6代 棟方啓爾 (昭和34年12月発行「やぶなべ第5号」より)

 先日、母校へ遊びに行って意外に思ったことがある。校門前の停留所でバスを待っている生徒の多くが、皮のカバンを持ち靴をはいていることである。わずか5〜6年のうちに、その服装だけについてみても、こんなに変わるものだろうか。皮のカバンは中流以上の坊っちゃんか、そうでなければ、スタイリストの所有物だと見られがちだったのが、私たちの時代であった。といっても、帽子をガギ裂きにして油をぬったくり、寛一まがいのマントをひっかけ、足駄がけで闊歩する生徒は、もうその頃ではまったく影を消していた。

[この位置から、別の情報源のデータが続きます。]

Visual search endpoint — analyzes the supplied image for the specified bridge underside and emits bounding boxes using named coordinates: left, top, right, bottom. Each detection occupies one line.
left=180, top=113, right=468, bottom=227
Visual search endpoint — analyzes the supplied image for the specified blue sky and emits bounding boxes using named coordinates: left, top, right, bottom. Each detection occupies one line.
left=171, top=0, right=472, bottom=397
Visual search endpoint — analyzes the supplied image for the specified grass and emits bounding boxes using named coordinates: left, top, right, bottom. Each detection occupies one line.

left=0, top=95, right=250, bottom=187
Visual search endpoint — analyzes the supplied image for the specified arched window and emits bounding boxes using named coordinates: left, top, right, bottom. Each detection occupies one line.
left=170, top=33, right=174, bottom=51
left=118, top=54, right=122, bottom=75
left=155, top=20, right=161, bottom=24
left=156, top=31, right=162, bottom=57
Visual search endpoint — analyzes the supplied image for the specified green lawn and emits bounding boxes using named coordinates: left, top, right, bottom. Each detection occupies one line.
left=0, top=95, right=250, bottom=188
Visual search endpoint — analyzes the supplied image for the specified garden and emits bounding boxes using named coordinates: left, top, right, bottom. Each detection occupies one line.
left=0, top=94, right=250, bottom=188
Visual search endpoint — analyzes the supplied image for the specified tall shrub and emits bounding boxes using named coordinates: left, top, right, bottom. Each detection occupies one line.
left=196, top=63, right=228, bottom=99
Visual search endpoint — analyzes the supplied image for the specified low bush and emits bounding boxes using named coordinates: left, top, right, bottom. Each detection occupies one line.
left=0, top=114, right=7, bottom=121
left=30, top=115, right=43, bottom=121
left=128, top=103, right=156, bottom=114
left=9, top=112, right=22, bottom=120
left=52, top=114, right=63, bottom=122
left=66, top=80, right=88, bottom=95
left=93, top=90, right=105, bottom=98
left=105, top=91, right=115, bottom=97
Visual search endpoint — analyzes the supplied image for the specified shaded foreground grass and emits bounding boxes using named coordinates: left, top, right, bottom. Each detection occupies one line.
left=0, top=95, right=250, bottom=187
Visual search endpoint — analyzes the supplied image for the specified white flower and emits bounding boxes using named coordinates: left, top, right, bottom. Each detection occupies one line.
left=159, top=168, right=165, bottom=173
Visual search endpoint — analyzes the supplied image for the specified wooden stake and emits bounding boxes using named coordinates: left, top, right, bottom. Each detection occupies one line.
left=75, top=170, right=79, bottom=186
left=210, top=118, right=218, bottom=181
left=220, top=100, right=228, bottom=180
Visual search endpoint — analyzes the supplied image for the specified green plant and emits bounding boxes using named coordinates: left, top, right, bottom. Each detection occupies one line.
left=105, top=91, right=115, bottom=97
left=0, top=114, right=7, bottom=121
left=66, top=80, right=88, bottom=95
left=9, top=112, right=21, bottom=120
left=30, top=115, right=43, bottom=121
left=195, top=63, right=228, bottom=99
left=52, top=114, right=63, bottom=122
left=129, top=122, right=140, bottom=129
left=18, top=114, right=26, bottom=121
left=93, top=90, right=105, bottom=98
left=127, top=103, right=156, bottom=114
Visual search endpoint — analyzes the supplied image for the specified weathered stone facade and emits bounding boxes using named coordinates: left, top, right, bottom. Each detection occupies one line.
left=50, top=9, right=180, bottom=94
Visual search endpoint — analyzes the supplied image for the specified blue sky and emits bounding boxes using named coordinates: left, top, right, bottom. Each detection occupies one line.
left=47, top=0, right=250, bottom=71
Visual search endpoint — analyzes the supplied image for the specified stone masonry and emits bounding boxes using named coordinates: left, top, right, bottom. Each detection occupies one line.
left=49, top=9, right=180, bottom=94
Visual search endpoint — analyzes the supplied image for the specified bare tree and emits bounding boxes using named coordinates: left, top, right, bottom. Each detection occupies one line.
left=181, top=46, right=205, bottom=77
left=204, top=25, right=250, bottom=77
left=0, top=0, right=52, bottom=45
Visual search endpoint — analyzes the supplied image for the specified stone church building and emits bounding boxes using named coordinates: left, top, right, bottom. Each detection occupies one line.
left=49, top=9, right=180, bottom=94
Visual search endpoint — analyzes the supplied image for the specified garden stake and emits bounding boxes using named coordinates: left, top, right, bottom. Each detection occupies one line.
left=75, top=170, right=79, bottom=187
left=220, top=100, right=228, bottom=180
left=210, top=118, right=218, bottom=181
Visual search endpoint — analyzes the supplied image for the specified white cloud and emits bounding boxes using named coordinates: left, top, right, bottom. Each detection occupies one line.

それはそうした服装が、一見野暮ったい感じを与えはするが、実際は一種の男性のおシャレにすぎないのだという見方からくる照れ臭さがあったことと、青年前期の敏感な価値判断が働くようになって、そんななりではもう女性の魅力の対象にはならないと感じたからだった。それでも、廊下を下駄ばきで歩いて先生に叱られるやつがおったくらいだから、まだ野趣が学生気質として多分に残っていたわけである。
 たしか、2年生の時だったと思う。校長室に呼び出され、生物班を代表してこっぴどく叱られたことがあった。理由は生物班員がニワトリの羽根毛を実験台の引き出しに入れておいたからだというのである。
 身におぼえのないことだったが、即座にそれは生物班員ではないと、釈明するわけにはいかなかった。それくらいの悪戯は、それまで何度もやったことだし、それに実際班員の誰かがやったに違いないと、自分も思えたからだった。
 毎年、文化祭の1週間前になると、生物教官室に泊まり込み、骨格標本を作ることを良いことにして、猫や兎を味わい、それを宿直の先生に素知らぬ顔で食わせてやろうと計ることに、楽しさを感じていたのが6代目生物班員の偽りのない姿だった。
 事実、こうした思い出が、今でも一番鮮やかに記憶に残っているのである。こうした当時の生物班員気質から生まれたのが、“ヤブナベ”という名であろうと、私は解釈している。いまこうした在校生と卒業生を結ぶ会を作ったとしても、これとは別のもう少しスマートな名になっていたのではないだろうか。命名者は当時イナゴのmicro penis の研究に一生懸命だった、三上喜四郎先生である。先輩と後輩が同じ鍋を囲んで、駄弁を交わすのがその時の趣旨だった。実際の発会式は1年遅れた昭和27年、生物実験室の裏にある池の前で、小使(校務員)さんから借りた鍋を囲んで行われた。
 1952年だから、いま世論をわかせている安保条約が発効した年と偶然に一致しているわけである。あれから8年、自然科学部から独立を叫んだ私たちの声は、野趣におぼれていたためか先生も生徒会も耳を貸してくれなかったが、いまではその生物班も生物部へと大きく成長し、部員数も多くなった。高校生活もだいぶスマートになったというのが、私たちがうける、偽りない感じである。「ヤブナベ」という言葉からうける感じも当時の私たちが感じたものとはだいぶ隔たりができたのではないかと思う。年々会員が増し、年令の開きがますます大きくなってくるだけに、私たちにはこの会の名が、新会員に異質な感じを与えていないだろうかと、時折心配になる。ことば足らずで理解していただけるかまことに覚束ないのだが、私はこうした意味で、来年の10周年を迎えるにあたって、次のことを先輩や在校生のみんなにお願いしたい。それは「ヤブナベ」のスペースをもっと先輩のために、在校生の生活体験を書くために割いていただいて、このヤブナベをほんとうの交流の場にしてはどうかということである。
 現在のように、年1回集まることだけでも、他のクラブに誇っていい立派なことだと思う。だが会員が多くなるにつれ、折角の年1回の機会にも県外で生活しているためなどで、出席できない人が多くなっているのも事実ではないだろうか。せめて各代の代表者が、その代の人たちの業績発表だとか、結婚だとか、その代の消息だけでも投稿するようにしたいと思うがどうだろうか。
 「ヤブナベ」会を固定したイメージで沈滞させてはいけない。毎年、その年その年の思い出を残し、常に新しいイメージを付与して、いつまでも続けていきたいものだと思う。